The simplest yet still very powerful models in classification is linear classification. What do we mean by “linear classification”? Well, we mean that the model is a linear model, i.e., its decision is based on the linear combination of input features. For example, let us consider a (very crude) toy example: classifying a person based on two features, age (\(a\)) and number of working hours per week (\(t\)), into whether this person is likely to earn 50K or more annually. The intuition is that a person with more experience (age) and more working hours would tend to earn more. Apparently this would not be very accuate at all, but it serves our purpose of illustration. The linear model just looks at a linear combination (i.e., weighted sum) of these two features, and check whether that weighted sum exceeds a threshold (if it does, we output YES otherwise NO):
\[ w_1 \cdot a + w_2 \cdot t > \theta\]
Here weights \(w_1\) and \(w_2\) and the threshold \(\theta\) are the three parameters to be learned from the training data, which contains many example persons, each with an age and a number of hours, plus the label YES/NO. The goal of the machine learning algorithm is to tune or fit these parameters to perform well on the training set. For example, if in a training set, age is much more important than the number of hours, then you would expect the weight \(w_1\) to be higher after training.

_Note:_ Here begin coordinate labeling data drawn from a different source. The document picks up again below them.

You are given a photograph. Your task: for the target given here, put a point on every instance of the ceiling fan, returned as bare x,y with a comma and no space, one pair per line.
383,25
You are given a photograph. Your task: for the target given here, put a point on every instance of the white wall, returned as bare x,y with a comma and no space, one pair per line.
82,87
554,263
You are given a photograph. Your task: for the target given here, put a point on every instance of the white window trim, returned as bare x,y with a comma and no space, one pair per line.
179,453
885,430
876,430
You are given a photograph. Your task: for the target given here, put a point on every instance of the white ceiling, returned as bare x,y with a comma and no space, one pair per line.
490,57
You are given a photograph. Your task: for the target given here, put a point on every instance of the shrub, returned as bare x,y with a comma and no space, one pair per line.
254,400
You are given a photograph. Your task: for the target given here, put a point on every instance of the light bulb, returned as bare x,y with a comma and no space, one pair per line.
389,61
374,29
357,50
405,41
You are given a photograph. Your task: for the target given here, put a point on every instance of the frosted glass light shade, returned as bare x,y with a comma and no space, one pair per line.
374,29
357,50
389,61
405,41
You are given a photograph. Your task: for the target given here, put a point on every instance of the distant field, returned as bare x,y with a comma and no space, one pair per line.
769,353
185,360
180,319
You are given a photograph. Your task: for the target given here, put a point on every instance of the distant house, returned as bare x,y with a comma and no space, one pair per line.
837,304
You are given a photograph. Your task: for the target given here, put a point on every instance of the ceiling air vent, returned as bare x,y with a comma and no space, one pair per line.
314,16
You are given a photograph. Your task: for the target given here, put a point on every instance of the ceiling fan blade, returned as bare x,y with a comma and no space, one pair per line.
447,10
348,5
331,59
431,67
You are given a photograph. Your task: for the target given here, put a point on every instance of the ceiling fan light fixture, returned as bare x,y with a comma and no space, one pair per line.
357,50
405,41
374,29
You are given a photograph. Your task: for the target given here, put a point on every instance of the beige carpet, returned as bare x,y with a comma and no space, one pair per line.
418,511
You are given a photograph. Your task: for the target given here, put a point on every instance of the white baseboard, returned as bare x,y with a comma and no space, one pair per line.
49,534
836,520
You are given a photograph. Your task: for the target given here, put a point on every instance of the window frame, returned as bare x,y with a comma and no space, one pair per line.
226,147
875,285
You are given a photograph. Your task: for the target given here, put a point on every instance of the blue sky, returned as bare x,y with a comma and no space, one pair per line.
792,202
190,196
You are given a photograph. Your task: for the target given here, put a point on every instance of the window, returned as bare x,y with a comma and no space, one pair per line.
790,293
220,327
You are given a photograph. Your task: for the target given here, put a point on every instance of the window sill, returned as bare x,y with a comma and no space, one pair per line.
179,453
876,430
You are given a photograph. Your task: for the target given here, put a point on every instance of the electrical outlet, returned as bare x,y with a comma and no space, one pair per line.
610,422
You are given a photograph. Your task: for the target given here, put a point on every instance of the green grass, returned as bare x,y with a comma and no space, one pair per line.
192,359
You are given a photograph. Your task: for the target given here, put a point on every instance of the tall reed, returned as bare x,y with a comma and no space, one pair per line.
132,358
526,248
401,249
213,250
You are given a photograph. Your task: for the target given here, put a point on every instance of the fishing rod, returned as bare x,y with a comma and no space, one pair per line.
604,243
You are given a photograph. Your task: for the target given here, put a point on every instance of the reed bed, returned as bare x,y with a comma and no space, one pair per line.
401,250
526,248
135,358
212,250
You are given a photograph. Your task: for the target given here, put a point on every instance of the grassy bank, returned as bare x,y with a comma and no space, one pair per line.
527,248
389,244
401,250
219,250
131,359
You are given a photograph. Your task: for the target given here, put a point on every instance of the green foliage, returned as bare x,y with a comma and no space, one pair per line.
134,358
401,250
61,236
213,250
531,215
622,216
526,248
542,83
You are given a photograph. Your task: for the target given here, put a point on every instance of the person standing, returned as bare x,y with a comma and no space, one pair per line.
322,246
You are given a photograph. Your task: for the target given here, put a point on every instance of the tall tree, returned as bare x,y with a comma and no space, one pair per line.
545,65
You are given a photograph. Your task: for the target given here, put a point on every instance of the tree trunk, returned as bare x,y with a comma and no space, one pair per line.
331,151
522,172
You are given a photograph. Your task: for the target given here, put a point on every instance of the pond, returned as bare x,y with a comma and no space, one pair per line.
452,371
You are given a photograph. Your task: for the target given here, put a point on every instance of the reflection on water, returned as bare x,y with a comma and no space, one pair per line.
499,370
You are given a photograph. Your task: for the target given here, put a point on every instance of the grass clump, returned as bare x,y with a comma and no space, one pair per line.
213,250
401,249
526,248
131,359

We take \(b=-\theta\), which is often called the bias term, and reorganize the above criteria to a more standard form:
\[ w_1 \cdot a + w_2 \cdot t + b > 0\]
For notational convenience and clarity, we often let \(w_0 = b\) so that we can further rewrite it to:
\[ w_1 \cdot a + w_2 \cdot t + w_0 \cdot 1 > 0\]
which can be simplified using dot product:
\[(w_0, w_1, w_2) \cdot (1, a, t) > 0\]
Here we expressed the linear combination as a dot-product between the weight vector \(\mathbf{w}=(w_0, w_1, w_2)\) and the feature vector \(\mathbf{x}=(x_0, x_1, x_2) = (1, a, t)\). Note that each person will always have the first feature being the constant \(x_0=1\) so that we can express the bias term \(b\) as part of the weight vector (\(w_0\)).
More generally, each input object is mapped to a feature vector \((x_1, x_2, \ldots, x_d)\) in a \(d\)-dimensional space, and we always add one more dimension (the bias dimension) up front so that we have \(d+1\) dimensions:
\[ \mathbf{x} = (x_0, x_1, x_2, \ldots, x_d)\]
where \(x_0=1\) for all inputs. This \(d+1\) dimensional space is called the augmented space. The weight vector \(\mathbf{w}\) is similarly augmented to include the extra bias term \(w_0=b\).
\[ \mathbf{w} = (w_0, w_1, w_2, \ldots, w_d)\]
The decision of a linear classifier will now be based on the dot product \(\mathbf{w} \cdot \mathbf{x}\) in the augmented space. If the dot product is positive, i.e.,
\[ \mathbf{w} \cdot \mathbf{x} > 0\]
we output YES, otherwise NO.
Finally, let us define the sign function
\[ \sigma(s) = \begin{cases} 1 & s >0 \\ -1 & \text{otherwise} \end{cases} \]
Now we can express the decision rule of a binary linear classifier as
\[ f(\mathbf{x}) = \sigma(\mathbf{w} \cdot \mathbf{x}) \]
Perceptron is the simplest binary linear classifier and we will see in the next section how to train a perceptron classifier, i.e., how to tune the weights \(\mathbf{w}\) to fit the training data.